Curl Power: These Young Athletes Have the Stones

By Chris Knight

Rating: A

“Teenagers are weird,” says one of the young subjects of the documentary Curl Power. Curlers are too. Both groups are little understood by outsiders, who also tend to think the life of a member is easier than actually is.

Brooklyn, Hannah, Savannah, Amy and Ashley know better. They are teenagers and also curlers, and director Josephine Anderson captures all that is best and most confusing about both conditions.

The film starts on a somewhat typical note, as these high schoolers from Maple Ridge B.C. (just outside Vancouver) talk about their dreams of becoming Canadian National Curling Champions one day.

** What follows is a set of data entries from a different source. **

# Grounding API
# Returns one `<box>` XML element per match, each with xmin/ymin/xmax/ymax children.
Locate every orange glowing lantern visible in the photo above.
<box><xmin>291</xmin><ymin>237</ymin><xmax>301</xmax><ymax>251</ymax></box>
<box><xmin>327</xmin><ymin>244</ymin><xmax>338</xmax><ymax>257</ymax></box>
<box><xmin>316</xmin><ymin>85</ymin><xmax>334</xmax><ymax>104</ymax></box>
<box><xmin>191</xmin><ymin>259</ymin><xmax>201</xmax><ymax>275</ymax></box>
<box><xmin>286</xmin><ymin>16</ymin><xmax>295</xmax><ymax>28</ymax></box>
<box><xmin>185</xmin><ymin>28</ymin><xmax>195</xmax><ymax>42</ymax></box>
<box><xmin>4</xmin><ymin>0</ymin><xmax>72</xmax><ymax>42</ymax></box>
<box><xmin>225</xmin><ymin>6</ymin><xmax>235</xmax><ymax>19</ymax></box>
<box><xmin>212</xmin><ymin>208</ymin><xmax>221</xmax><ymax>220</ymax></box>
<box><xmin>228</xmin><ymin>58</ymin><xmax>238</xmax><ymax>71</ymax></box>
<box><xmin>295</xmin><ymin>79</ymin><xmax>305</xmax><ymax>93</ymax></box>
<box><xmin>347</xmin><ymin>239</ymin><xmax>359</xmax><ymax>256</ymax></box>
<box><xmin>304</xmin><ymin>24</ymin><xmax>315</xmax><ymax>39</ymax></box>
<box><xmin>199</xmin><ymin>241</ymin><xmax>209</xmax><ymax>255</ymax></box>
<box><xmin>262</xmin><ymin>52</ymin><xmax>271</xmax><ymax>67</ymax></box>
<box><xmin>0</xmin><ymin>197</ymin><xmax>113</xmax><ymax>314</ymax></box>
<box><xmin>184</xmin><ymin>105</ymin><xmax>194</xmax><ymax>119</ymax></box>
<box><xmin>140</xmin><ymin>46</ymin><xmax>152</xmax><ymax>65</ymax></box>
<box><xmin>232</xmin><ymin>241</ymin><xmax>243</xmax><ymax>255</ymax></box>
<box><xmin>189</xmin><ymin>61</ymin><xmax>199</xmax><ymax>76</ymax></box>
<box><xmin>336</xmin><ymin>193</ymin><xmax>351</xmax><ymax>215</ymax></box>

But the further we get into the film’s 85 minutes, the more we realize that this isn’t going to be a traditional sports doc, with an arc of competition leading to victory or defeat. In fact, it’s fair to say that by the midpoint of the movie, viewers probably won’t really care if they even see another end played.

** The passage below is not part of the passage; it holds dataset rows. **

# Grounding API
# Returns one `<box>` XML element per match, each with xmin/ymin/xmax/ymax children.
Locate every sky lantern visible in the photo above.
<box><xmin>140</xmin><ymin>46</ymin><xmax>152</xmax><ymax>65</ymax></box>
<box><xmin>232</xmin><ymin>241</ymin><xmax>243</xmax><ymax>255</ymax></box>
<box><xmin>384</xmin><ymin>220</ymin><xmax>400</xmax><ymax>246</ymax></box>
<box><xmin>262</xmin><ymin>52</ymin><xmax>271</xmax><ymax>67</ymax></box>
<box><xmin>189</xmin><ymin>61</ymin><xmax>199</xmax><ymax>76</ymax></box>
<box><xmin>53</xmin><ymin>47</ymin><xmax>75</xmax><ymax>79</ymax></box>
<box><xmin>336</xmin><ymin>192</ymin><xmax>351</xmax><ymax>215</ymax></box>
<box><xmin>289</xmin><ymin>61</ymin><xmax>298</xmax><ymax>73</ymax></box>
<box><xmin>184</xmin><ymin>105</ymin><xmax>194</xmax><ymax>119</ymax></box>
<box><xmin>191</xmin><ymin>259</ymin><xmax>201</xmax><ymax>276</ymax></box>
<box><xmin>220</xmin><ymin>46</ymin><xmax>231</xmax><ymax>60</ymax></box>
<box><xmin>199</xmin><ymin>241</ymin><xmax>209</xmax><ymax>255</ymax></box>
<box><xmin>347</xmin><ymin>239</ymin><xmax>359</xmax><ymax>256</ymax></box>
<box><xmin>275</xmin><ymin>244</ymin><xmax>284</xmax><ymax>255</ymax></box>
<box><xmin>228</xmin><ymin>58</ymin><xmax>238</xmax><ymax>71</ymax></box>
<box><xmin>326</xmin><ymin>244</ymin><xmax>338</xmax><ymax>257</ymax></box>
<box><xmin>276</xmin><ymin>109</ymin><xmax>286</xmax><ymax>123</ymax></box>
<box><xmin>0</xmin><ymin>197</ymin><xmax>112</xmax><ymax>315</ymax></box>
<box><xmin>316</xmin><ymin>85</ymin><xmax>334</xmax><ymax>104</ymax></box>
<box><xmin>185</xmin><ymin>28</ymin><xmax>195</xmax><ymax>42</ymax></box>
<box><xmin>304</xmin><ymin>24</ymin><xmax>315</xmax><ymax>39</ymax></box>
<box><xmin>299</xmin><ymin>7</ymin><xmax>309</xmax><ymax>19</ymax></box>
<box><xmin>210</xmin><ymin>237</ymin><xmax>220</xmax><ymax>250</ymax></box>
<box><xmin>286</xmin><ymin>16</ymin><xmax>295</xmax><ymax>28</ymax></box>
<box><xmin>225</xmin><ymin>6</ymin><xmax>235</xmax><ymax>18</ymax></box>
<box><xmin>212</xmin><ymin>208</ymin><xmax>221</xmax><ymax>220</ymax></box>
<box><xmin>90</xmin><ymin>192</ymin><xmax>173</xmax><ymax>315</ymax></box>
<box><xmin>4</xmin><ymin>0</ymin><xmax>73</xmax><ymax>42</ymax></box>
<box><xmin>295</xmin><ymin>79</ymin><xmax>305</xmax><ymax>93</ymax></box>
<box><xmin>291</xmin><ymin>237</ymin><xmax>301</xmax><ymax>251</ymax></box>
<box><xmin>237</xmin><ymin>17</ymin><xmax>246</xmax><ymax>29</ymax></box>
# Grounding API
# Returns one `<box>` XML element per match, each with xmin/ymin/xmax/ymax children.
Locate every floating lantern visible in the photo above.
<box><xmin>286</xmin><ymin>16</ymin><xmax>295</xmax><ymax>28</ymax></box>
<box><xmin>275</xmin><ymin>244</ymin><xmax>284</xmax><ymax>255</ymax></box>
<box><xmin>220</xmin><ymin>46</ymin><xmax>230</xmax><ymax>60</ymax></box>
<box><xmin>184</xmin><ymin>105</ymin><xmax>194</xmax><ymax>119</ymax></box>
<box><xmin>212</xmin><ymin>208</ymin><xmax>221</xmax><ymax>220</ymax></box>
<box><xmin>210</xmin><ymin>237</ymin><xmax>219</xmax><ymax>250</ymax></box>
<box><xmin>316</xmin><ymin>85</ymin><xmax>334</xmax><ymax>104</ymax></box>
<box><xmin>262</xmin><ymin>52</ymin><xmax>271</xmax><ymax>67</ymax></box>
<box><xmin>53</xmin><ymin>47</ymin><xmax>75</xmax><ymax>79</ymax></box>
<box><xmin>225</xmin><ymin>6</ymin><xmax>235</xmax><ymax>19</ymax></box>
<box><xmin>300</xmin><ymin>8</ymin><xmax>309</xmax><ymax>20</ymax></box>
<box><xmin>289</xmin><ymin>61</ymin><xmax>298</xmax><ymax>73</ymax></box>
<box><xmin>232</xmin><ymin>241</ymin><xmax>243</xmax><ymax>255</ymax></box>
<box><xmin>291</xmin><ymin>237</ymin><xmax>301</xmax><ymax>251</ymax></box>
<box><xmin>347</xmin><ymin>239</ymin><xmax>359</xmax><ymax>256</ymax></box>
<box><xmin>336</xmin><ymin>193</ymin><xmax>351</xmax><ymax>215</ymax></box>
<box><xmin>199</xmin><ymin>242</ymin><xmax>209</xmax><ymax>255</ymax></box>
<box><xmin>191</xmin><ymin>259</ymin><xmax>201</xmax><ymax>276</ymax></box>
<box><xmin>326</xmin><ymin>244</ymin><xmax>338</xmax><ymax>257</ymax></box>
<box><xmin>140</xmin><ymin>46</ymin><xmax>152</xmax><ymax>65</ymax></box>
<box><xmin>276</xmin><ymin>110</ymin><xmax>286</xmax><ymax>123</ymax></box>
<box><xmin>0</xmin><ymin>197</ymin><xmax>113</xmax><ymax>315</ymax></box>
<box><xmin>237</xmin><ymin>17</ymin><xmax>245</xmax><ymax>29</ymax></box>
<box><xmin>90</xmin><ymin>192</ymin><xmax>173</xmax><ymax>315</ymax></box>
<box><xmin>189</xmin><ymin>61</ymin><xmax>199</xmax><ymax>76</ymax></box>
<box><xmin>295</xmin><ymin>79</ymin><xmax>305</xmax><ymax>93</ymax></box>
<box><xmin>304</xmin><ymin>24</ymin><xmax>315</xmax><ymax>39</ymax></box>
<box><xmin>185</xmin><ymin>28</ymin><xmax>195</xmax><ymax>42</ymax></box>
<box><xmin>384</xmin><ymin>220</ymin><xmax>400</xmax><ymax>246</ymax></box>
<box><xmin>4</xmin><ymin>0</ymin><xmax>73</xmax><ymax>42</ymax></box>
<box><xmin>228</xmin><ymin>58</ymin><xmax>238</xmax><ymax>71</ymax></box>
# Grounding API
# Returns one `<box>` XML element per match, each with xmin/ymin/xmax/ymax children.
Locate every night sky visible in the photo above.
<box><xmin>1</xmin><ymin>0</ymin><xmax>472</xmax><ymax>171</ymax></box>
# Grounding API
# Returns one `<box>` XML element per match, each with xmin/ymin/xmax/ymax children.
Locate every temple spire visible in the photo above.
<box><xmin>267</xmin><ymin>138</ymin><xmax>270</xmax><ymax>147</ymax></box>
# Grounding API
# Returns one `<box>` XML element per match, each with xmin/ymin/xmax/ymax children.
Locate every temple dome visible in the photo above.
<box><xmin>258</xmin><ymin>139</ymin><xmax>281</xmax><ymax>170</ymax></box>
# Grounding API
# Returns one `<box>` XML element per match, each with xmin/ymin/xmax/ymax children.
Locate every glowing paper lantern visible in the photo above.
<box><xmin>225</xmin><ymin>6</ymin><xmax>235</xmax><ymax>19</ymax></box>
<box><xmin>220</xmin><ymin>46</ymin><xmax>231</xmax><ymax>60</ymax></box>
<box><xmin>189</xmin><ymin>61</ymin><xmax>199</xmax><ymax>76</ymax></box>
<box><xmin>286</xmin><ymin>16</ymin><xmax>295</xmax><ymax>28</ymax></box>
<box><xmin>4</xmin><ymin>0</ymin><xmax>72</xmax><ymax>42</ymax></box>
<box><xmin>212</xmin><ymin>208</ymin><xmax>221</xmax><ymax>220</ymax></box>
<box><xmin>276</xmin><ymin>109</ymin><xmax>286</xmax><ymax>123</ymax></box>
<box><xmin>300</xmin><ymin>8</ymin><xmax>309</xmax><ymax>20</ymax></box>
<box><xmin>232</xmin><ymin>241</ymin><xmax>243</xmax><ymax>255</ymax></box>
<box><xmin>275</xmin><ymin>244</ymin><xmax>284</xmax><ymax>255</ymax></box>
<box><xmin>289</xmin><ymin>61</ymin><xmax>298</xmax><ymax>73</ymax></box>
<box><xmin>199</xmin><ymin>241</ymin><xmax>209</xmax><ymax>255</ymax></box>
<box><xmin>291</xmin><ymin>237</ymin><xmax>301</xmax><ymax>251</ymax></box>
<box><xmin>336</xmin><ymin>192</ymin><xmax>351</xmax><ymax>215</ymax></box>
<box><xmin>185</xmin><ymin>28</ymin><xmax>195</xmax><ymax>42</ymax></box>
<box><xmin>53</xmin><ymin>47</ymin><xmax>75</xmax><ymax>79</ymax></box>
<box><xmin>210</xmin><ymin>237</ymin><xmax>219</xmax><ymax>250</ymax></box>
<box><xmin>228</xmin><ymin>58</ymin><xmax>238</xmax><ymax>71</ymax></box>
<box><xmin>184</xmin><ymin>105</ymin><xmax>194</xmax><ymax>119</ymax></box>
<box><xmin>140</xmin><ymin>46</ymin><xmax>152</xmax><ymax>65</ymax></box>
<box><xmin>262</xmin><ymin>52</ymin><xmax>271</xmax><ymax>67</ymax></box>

It’s not that the games aren’t interesting. (And DP Claire Sanford certainly does a marvellous job of shooting them!) But there’s just so much else going on — school, university applications, boyfriends, depression, health issues, body issues, parents, etc.

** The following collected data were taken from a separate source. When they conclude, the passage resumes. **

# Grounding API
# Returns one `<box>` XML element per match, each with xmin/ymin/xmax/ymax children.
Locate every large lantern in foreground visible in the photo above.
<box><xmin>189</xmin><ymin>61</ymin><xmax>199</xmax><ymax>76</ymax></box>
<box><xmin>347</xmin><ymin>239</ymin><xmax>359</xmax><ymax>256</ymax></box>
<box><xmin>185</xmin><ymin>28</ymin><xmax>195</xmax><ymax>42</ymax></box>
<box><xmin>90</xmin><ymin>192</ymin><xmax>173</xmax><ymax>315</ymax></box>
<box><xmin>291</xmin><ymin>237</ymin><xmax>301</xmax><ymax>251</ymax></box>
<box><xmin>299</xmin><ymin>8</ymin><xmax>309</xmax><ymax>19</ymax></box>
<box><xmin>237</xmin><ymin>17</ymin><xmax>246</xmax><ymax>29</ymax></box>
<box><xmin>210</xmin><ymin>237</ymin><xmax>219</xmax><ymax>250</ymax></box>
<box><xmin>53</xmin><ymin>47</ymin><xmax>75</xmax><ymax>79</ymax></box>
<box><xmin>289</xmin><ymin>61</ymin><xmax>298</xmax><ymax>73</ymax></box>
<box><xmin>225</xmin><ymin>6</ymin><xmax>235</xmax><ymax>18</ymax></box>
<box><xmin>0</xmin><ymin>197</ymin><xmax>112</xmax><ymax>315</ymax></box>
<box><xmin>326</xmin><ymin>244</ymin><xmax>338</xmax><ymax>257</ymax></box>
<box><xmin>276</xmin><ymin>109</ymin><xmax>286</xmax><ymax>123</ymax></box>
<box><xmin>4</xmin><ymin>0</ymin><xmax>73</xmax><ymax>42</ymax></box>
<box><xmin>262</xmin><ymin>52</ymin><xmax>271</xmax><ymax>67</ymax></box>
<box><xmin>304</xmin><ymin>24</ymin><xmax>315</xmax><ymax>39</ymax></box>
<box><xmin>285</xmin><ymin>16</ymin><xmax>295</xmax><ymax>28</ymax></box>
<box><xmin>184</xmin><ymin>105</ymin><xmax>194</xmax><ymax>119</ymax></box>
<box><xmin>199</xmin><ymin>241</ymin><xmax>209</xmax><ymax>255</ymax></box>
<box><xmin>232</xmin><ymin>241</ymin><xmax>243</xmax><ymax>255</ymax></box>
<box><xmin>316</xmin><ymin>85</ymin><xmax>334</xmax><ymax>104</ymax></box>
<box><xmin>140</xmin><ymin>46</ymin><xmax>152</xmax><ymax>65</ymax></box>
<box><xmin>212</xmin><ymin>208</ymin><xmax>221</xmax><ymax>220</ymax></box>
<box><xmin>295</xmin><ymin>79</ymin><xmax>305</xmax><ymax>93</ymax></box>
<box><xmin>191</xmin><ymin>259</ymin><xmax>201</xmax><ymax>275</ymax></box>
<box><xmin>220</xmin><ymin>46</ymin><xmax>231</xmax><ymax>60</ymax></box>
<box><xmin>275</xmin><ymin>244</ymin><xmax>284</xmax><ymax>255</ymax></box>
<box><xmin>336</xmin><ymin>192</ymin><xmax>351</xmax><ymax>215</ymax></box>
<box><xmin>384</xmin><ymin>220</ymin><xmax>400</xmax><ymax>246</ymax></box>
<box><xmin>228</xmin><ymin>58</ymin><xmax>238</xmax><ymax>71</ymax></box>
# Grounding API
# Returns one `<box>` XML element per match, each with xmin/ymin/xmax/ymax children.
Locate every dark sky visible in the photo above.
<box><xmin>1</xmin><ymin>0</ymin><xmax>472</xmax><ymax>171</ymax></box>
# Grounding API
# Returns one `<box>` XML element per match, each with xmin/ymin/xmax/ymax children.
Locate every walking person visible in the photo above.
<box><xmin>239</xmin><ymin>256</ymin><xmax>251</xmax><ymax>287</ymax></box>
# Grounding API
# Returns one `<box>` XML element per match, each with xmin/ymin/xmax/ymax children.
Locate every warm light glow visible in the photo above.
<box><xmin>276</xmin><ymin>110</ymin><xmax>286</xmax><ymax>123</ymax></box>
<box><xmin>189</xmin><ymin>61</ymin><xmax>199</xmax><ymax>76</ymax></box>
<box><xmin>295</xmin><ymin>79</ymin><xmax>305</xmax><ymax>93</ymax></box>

It’s easy to feel confident on the ice, one of the girls notes. It’s a self-contained world, 15 by 150 feet, filled with 16 stones weighing in at about 700 pounds, grounded by strict rules and terminology.

But real life is bigger and far more complicated, and Anderson, who followed her subjects for three years, eavesdrops on moments of their thoughtful, tender realizations of what a wide, weird world it is. And how these friends will soon be heading their separate ways in it.

Their unfiltered comments show how fully the director has gained the trust of her subjects. The film’s respectful presentation proves how well deserved it was.

Curl Power. Directed by Josephine Anderson. With Brooklyn Aleksic, Hannah Smeed, Savannah Miley, Amy Wheatcroft and Ashley Dezura. In theatres January 24.